Le projet du gouvernement de taxer le pourboire n’est pour l’heure pas concrétisé
Depuis le 1er janvier 2022, les pourboires "remis volontairement aux salariés en contact avec la clientèle dont la rémunération ne dépasse pas 1,6 smic, sont exonérés de cotisations et contributions sociales, ainsi que d’impôt sur le revenu tout en étant intégrés au revenu fiscal de référence du bénéficiaire", explique l’Union des métiers et des industries de l’hôtellerie (UMIH).
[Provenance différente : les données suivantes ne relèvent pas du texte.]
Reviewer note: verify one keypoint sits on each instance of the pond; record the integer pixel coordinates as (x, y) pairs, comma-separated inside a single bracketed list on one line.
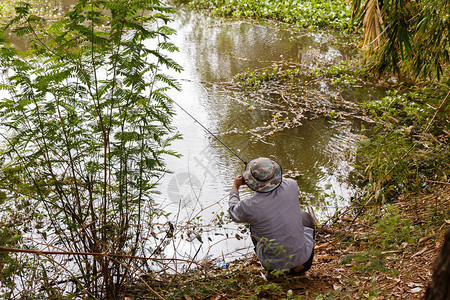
[(318, 154)]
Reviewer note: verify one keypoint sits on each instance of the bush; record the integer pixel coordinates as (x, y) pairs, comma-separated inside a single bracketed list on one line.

Les professionnels ont obtenu un sursis. "Ce régime spécifique, qui devait prendre fin le 31 décembre 2024, est prolongé d’un an, soit jusqu’au 31 décembre 2025". Mais après ? "Taxer le pourboire serait incompréhensible, réagit Thierry Deniau, hôtelier à Carcassonne et président de l’UMIH de l’Aude. Le pourboire, c’est quelque chose que les salariés ont en plus, ce n’est pas normal de le taxer".
Plus compliqué quand l’addition est réglée en espèces
Ce qui facilite le travail des pouvoirs publics, c’est l’utilisation de plus en plus courante du terminal de paiement pour régler l’addition. "Avant, on ne pouvait pas le faire. Aujourd’hui, quand quelqu’un donne un pourboire quand il règle son addition, c’est bien identifié. Quand la facture ne correspond pas à ce qui en caisse, l’État en déduit que la différence, c’est le pourboire".
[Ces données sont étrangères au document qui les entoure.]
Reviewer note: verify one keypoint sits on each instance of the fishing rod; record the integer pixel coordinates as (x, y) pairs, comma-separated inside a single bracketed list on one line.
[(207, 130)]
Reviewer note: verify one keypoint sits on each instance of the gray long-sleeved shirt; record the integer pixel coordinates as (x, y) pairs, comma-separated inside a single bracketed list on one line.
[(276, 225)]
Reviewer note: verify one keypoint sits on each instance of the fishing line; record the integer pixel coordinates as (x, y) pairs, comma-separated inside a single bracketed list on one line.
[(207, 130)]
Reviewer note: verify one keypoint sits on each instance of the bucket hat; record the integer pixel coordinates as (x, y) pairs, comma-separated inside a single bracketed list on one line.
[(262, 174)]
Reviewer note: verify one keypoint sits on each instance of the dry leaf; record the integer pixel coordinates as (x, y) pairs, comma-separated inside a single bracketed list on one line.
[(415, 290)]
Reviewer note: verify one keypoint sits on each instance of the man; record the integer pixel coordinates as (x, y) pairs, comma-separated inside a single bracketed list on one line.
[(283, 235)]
Lorsque l’addition était réglée en espèces, il était difficile, pour les pouvoirs publics, d’en détacher la part consacrée au pourboire. Mais avec le développement du pairement avec la carte bancaire, le travail en est facilité. D’autant, ajoute Thierry Deniau, "que les gens donnent plus facilement en passant par le terminal de paiement car ils n’ont pas forcément toujours de la monnaie sur eux".